Mike leaned back against the hull, crossing his arms over his chest. “You’re some piece of work, lady,” he said.

“I don’t know what you mean.”

Mike was pissed, and he couldn’t quite figure out why. Maybe after last night, he wanted her to trust him more. She’d slept with him, but she was still holding back, and it bugged the hell out of him. “You came barging in here, demanding to know why I kept something from you. So I tell you all this stuff I’ve never told anybody, and you can’t even explain how you met your husband?” He leveled his gaze at her, and she stared implacably back. “Listen, maybe last night was a mistake. You’re the client, I’m the contractor. Maybe we’d better keep it that way.”

“You think?”

Don’t go, he thought. Stay and talk to me. But he wanted the choice to be hers.

To his relief, she made no move to get up. She studied Mike for a long time, her gaze invasive, discomfiting. Then she drank her orange juice. “He changed my life.”

It was the last thing Mike had expected to hear. “I don’t get it.”

“It’s true. In a way.” She splayed her hands on the table, her throat working in that strained way he’d noticed before. “To explain this, I have to go way back. You see, when I was little, I used to stutter.”

He hid his surprise, and swiftly reviewed the concept. Sure enough, he could recall a couple of times she’d stumbled over words, hesitated—but didn’t everyone do that? “I understand lots of kids stutter at some time or other,” he said.

“Not like I did. We’re talking every word. Serious disability. My parents hired every sort of speech pathologist and child psychologist they could find. My dad worked overtime to pay for it all, and my mom drilled and sang and did everything she could think of. It . . . had a pretty powerful impact on my life.”

He tried to imagine the teasing she’d endured as a kid, the frustration of having so much to say and no way to say it. No wonder she was a writer.

“Anyway,” she went on, “I was writing books no one wanted to publish. No agent in the business wanted to represent me, and the best job offer I’d had was as an office assistant at the Trawlworks in Narragansett. My speech therapist had me going to a support group. I met Victor there. He was doing volunteer work.”

That didn’t surprise him. Community service was Victor’s middle name.

“I could talk to him. Really talk. It’s such a gift, to find someone who listens, who doesn’t try to finish my sentences, prod me and put words in my mouth. I don’t know why he took such an interest in me, but he did. I worked on his election campaign, wrote him a couple of speeches.” She studied his expression. “I think he liked my loyalty.
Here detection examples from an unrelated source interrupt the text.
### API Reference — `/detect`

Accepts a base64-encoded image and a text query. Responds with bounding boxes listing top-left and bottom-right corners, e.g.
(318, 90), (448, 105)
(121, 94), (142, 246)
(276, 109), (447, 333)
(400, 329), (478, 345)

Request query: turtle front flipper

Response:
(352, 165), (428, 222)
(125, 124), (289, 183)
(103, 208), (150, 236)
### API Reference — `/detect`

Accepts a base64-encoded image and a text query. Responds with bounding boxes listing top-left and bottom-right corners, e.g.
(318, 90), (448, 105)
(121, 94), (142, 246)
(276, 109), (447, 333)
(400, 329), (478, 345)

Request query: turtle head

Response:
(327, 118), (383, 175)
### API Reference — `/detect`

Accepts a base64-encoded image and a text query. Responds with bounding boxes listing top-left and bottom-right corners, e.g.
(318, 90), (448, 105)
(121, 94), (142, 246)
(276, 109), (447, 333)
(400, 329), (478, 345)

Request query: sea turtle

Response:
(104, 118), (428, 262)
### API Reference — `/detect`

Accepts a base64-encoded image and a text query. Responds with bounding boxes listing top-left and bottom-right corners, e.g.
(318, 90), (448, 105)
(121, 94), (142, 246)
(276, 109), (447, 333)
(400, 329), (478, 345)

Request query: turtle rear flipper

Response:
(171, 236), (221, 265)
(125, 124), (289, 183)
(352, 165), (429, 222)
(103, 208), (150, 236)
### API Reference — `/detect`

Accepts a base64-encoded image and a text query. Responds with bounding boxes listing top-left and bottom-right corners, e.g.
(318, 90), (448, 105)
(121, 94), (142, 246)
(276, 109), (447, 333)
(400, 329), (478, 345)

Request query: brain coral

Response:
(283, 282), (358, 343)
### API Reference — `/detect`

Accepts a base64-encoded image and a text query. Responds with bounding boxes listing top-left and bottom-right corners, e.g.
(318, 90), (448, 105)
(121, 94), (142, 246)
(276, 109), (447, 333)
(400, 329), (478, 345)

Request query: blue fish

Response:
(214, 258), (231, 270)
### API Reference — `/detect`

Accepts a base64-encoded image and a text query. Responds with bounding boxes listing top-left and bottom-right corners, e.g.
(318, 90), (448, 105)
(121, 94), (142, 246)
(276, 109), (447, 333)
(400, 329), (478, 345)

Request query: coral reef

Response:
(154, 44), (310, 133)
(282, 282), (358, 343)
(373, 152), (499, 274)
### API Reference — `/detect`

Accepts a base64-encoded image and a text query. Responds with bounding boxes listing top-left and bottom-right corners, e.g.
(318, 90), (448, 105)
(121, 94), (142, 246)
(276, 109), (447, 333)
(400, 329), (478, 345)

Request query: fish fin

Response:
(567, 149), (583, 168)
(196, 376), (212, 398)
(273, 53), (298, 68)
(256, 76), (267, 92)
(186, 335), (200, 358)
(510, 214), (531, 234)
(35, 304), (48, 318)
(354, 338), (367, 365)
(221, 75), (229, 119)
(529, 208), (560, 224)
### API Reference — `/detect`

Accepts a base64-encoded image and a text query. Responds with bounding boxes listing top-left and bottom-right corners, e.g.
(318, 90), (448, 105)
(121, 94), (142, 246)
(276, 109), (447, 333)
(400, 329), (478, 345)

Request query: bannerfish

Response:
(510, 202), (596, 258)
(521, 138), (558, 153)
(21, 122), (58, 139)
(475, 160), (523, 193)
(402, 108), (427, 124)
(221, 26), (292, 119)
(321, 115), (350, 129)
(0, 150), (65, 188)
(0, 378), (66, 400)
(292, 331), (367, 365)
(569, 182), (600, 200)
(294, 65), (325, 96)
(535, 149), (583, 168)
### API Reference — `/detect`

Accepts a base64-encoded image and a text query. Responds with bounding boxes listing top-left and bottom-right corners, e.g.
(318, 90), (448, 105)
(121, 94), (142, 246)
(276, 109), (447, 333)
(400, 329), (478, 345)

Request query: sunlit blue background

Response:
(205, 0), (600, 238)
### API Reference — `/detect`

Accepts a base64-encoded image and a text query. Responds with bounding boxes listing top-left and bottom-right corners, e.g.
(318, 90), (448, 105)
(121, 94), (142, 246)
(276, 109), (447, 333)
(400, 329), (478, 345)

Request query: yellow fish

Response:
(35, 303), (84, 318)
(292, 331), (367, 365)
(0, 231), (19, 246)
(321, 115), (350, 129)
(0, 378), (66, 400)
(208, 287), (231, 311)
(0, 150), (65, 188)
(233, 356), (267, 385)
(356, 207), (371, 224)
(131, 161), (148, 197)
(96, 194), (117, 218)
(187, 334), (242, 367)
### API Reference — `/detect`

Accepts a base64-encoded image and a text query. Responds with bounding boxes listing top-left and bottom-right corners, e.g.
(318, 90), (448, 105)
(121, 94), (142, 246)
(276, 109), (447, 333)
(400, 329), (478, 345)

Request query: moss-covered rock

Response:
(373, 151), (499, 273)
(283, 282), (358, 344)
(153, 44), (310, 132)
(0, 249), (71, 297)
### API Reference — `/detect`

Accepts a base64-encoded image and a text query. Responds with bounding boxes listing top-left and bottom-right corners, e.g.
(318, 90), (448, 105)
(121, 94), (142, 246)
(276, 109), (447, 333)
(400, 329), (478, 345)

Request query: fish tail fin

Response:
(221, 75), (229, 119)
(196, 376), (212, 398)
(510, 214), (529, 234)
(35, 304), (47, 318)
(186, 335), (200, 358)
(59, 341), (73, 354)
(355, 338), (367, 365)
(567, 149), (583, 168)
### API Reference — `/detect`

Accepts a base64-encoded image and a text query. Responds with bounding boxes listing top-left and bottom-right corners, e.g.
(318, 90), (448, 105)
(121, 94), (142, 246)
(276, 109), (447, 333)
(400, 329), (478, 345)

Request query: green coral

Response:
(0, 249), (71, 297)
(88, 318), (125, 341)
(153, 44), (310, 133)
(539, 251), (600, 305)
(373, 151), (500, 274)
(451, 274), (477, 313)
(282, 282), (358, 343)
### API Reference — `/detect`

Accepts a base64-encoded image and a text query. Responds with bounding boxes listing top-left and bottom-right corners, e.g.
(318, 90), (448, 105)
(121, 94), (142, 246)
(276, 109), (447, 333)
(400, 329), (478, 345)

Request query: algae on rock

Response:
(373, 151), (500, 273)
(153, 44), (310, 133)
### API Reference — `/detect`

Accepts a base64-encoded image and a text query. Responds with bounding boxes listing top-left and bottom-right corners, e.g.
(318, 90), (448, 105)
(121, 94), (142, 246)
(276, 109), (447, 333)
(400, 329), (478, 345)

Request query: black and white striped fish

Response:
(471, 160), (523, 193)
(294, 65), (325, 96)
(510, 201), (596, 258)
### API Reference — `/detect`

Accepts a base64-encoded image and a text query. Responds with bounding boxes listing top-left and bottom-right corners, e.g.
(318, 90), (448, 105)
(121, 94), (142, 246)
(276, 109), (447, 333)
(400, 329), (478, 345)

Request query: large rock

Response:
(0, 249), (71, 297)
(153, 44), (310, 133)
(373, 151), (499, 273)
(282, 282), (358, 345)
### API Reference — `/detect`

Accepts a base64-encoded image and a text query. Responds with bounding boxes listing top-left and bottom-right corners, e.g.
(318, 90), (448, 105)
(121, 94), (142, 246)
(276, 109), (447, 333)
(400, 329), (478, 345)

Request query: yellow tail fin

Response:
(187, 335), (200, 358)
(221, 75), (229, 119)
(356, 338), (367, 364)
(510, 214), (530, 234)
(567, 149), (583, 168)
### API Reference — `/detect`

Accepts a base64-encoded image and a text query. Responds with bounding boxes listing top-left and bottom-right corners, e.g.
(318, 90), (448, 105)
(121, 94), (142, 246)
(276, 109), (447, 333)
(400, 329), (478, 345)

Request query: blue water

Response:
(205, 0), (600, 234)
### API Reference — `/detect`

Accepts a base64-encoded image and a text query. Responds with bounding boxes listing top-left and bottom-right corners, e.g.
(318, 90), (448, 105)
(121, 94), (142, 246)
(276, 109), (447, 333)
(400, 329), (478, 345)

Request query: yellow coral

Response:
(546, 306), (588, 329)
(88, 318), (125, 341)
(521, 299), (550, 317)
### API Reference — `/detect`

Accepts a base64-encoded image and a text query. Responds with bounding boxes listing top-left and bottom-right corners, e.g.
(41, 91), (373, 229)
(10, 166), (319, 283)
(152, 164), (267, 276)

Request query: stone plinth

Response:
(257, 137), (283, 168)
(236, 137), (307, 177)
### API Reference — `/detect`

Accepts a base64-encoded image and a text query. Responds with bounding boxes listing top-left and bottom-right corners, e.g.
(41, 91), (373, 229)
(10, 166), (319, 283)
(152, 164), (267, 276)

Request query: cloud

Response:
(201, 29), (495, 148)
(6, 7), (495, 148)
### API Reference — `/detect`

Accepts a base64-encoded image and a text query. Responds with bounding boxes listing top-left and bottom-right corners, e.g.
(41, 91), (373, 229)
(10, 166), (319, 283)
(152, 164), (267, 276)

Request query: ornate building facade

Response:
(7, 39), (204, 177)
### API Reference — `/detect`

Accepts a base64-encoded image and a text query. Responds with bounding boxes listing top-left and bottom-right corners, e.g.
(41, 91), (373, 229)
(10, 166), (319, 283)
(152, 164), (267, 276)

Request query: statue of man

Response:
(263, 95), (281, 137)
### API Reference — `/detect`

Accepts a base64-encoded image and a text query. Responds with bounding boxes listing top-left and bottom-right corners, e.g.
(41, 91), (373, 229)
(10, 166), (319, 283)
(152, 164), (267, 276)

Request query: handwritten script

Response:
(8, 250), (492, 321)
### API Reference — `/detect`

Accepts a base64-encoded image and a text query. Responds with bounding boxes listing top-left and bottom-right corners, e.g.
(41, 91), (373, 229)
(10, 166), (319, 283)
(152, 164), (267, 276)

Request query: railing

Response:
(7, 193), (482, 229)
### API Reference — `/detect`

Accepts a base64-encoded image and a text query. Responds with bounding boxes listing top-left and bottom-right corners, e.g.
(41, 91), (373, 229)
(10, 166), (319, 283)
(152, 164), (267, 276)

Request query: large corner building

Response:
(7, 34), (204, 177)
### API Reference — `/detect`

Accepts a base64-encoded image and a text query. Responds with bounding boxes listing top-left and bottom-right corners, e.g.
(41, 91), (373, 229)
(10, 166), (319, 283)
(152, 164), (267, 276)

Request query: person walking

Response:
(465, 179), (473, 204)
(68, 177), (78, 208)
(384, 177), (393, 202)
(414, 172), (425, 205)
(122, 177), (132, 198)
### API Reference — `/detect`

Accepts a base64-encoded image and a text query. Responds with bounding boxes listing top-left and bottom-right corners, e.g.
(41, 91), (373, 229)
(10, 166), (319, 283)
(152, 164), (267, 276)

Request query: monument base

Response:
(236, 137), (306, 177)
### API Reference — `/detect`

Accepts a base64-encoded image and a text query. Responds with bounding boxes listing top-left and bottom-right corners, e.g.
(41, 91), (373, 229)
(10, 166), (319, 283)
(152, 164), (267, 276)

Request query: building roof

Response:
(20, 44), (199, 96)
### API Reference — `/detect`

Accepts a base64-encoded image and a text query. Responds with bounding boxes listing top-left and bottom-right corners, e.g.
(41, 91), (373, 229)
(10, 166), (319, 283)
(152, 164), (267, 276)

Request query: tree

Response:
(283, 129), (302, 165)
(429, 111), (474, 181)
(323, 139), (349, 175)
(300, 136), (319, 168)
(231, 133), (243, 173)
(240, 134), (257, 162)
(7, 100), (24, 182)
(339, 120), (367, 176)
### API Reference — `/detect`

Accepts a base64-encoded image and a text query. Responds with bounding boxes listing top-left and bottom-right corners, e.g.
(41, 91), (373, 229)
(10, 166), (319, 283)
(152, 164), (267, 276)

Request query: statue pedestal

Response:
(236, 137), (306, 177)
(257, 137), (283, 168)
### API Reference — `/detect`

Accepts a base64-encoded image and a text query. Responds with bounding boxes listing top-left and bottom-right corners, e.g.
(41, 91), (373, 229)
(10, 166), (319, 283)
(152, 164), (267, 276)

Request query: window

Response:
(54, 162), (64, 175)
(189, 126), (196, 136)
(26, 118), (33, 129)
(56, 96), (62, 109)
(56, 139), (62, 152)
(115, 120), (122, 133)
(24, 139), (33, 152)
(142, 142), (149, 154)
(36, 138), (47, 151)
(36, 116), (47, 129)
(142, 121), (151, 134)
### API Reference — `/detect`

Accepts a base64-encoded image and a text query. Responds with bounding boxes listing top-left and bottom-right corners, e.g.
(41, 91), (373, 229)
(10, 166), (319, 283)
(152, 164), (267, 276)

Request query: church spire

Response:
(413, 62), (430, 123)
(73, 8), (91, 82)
My . . . quietness.”

“Trust me, he liked more than that.” The oversized robe gave him a view of her cleavage, and Mike couldn’t help staring at it.

She frowned as she clutched the robe tighter. “You don’t know anything about us.”

“Then tell me.” He refilled their coffee cups.

“He invited me to the county fair—he had some official function that evening. We had our first fight over a carnival ride.” The boat listed in the churning waters. “He wanted to go on the Ferris wheel, and I didn’t. Victor practically forced me to go, even though he could tell I was terrified. Maybe that’s why my memory of that day is so sharp. It was summer, and the air felt heavy and sticky with the smells of diesel exhaust and cotton candy. The Ferris wheel was the most popular ride of the night, and I was hoping it would be too crowded, and Victor would change his mind. But it was one of those moments when the universe conspires against you, and all the planets line up and launch you like a stone from a slingshot. The crowd parted, suddenly there was no line, and I stood at the gate with a cardboard ticket in my hand while Victor pushed me up the ramp.” A faraway look of remembrance diffused her gaze. “I even remember the attendant—greasy blond hair, a muscle shirt over a dark tan. I was terrified to go on the ride, but even more terrified to make a scene. I think Victor always knew that about me. I’d rather die than make a scene.”